Children of migrants
Children of labour migrants who are left behind with relatives or put into institutions are extremely vulnerable to abuse and violence
With growing poverty driving internal and external labour migration, the number of children left behind has also increased. An estimated 800,000 to 1,000,000 Tajik citizens (up to 20% of the labour force) have migrated out of the country.
58% of female migrant workers from Central Asia have left children below the age of 16 in their home countries.
Of every 100,000 children in the country, an estimated 160 children lose parental care each year. In many cases this is because of migration. As parents migrate, children are often left with relatives, and in many cases with grandparents who may struggle to meet the needs of the growing children, many of whom are placed in residential institutions.

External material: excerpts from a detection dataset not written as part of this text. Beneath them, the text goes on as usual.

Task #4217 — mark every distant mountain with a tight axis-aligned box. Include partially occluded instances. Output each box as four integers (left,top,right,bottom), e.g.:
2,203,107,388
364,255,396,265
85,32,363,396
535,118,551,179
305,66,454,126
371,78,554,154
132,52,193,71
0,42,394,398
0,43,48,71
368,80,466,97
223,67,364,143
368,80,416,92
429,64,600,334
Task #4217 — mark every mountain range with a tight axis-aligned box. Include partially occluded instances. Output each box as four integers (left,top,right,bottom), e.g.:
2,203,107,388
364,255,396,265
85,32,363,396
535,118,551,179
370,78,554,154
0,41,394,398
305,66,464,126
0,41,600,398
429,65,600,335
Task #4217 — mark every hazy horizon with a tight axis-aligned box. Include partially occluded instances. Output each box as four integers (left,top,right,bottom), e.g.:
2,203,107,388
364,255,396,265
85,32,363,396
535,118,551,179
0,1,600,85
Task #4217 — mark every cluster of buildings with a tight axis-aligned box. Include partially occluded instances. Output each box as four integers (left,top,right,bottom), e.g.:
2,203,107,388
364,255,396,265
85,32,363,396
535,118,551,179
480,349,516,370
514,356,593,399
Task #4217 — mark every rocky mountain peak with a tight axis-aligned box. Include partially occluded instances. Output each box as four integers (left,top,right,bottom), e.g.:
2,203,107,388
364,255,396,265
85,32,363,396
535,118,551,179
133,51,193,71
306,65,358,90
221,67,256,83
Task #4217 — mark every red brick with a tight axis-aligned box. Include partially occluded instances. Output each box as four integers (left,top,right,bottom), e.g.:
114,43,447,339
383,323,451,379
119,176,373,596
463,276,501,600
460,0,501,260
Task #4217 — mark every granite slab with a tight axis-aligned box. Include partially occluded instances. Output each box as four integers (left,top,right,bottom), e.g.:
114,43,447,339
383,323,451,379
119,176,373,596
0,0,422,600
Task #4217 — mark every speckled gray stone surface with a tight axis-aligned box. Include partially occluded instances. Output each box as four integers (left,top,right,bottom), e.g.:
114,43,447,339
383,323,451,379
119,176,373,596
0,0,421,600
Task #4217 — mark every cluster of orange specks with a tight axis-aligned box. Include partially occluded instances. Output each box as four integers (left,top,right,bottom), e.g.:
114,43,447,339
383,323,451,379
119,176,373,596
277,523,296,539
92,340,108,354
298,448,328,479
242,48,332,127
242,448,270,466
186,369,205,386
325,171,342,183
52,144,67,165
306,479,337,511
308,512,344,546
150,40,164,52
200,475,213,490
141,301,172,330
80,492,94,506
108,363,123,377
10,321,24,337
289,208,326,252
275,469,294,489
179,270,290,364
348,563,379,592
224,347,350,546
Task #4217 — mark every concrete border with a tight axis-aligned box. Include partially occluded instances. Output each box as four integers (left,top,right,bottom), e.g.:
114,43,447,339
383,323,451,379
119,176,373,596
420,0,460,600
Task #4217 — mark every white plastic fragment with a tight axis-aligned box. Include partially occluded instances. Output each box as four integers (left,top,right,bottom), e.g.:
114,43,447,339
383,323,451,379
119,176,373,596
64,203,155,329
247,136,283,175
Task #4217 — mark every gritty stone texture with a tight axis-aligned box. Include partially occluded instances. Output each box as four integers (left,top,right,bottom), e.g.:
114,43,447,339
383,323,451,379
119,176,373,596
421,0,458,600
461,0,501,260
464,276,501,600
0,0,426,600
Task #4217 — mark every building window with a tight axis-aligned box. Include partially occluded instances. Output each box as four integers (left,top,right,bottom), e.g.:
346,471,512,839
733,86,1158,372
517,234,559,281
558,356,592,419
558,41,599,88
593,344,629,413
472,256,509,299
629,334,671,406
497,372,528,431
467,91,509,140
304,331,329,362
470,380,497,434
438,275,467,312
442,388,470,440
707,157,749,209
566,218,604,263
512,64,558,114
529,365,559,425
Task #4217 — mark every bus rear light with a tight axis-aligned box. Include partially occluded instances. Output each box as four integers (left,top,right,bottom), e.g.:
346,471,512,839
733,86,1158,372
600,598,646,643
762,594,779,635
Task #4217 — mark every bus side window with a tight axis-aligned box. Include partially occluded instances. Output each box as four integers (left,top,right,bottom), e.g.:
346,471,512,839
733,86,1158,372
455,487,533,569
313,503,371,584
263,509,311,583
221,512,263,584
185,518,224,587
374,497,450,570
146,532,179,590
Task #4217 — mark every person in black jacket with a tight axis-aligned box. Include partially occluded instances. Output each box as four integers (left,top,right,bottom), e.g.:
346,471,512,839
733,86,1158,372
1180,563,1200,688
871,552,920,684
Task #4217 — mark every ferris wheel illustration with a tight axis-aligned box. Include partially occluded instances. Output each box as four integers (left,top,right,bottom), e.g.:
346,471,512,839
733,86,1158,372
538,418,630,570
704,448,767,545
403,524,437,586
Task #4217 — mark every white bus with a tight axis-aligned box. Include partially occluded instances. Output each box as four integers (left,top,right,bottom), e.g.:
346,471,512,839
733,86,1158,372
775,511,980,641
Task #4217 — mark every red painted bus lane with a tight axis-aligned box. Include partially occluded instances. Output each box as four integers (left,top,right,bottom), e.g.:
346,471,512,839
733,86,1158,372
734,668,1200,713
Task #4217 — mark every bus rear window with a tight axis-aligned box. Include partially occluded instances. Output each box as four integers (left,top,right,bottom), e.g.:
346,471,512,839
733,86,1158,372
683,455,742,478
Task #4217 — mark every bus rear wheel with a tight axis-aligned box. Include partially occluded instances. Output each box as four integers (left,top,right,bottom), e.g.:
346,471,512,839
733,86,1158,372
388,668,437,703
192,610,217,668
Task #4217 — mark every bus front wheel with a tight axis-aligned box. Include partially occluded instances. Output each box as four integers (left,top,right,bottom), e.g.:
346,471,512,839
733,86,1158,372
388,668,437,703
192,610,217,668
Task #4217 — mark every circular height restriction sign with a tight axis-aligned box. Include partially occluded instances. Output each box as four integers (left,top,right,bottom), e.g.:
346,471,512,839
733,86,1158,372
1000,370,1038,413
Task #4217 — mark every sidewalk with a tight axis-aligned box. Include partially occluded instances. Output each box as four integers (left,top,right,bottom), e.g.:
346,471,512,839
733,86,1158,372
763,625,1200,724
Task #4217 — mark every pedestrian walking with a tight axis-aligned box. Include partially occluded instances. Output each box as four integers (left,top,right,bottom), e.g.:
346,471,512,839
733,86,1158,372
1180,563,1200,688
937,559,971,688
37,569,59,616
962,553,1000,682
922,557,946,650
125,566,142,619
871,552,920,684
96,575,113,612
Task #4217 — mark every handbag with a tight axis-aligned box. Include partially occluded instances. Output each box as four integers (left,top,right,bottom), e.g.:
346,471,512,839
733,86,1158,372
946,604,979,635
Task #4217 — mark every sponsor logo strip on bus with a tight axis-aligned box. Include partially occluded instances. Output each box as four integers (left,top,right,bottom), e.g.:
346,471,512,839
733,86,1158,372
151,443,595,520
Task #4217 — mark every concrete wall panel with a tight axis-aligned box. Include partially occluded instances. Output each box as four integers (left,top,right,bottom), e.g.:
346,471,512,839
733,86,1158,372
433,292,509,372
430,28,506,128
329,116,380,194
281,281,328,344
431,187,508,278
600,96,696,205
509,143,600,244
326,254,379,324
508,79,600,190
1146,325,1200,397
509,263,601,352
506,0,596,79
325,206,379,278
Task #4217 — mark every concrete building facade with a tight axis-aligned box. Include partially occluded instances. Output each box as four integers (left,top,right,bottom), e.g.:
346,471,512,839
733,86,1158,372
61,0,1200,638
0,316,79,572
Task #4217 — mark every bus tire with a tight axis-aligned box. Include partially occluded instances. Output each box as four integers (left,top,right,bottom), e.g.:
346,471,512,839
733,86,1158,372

Children left behind and affected by migration face many challenges accessing basic services, such as health and education. While migrants’ households enjoy more income through money coming in from abroad, the absence of parents forces children to do heavy work that deprives them of free time and even contributes to absenteeism in school. Between 40% and 62% of remittances are spent on health-related costs. However, 65% of abandoned families have great difficulties in accessing health care services.
“Many children are often pushed to the margins of society, face difficulties accessing services, and are vulnerable to violence, exploitation, and abuse as a consequence of migration.” Luciano Calestini, UNICEF Represenatative in Tajikistan
Research indicates, that 78% of families affected by migration do not have adequate income to cover the costs of living, with the need for food being the most unmet need for 93% of them. Children affected by migration often find themselves marginalized, without proper psychosocial support or lacking access to quality services. 85% of children are upset when their parent leaves for migration, and 27.7% of children feel hopeless.
UNICEF is uniquely placed to advance a non-discriminatory child rights approach based upon the Convention on the Rights of the Child, ensuring that the principles of non-discrimination and putting the best interests of the children at the core of programming. Children left behind from migrant families are a key priority group.
UNICEF is working to strengthen the national systems to identify children affected by migration and to enhance their access to protection and other social services.
We work with government partners to ensure that abandoned families receive assistance, particularly from the Department of Social Protection, which manages the Targeted Social Assistance Scheme.
The Government of Tajikistan successfully submitted its third to fifth periodic report on the implementation of the Convention on the Rights of the Child in September 2017. On its recommendations, given the significant number of children under five in the State party without birth certificates, the Committee, reminding Tajikistan of Sustainable Development Goal target 16.9 on providing legal identity for all, and strongly urged the country to continue facilitating access to the birth registration process by expanding the use of mobile civil registration units, speeding up processing times, removing all additional costs, simplifying the supporting documentation requirements and encouraging the reporting of at-home births.
UNICEF, together with its partners, is working to provide support to address statelessness.
As part of a regional effort funded by the European Union, it is currently working to strengthen the capacity of Government institutions and non-governmental actors to ensure that the rights of children affected by migration are upheld.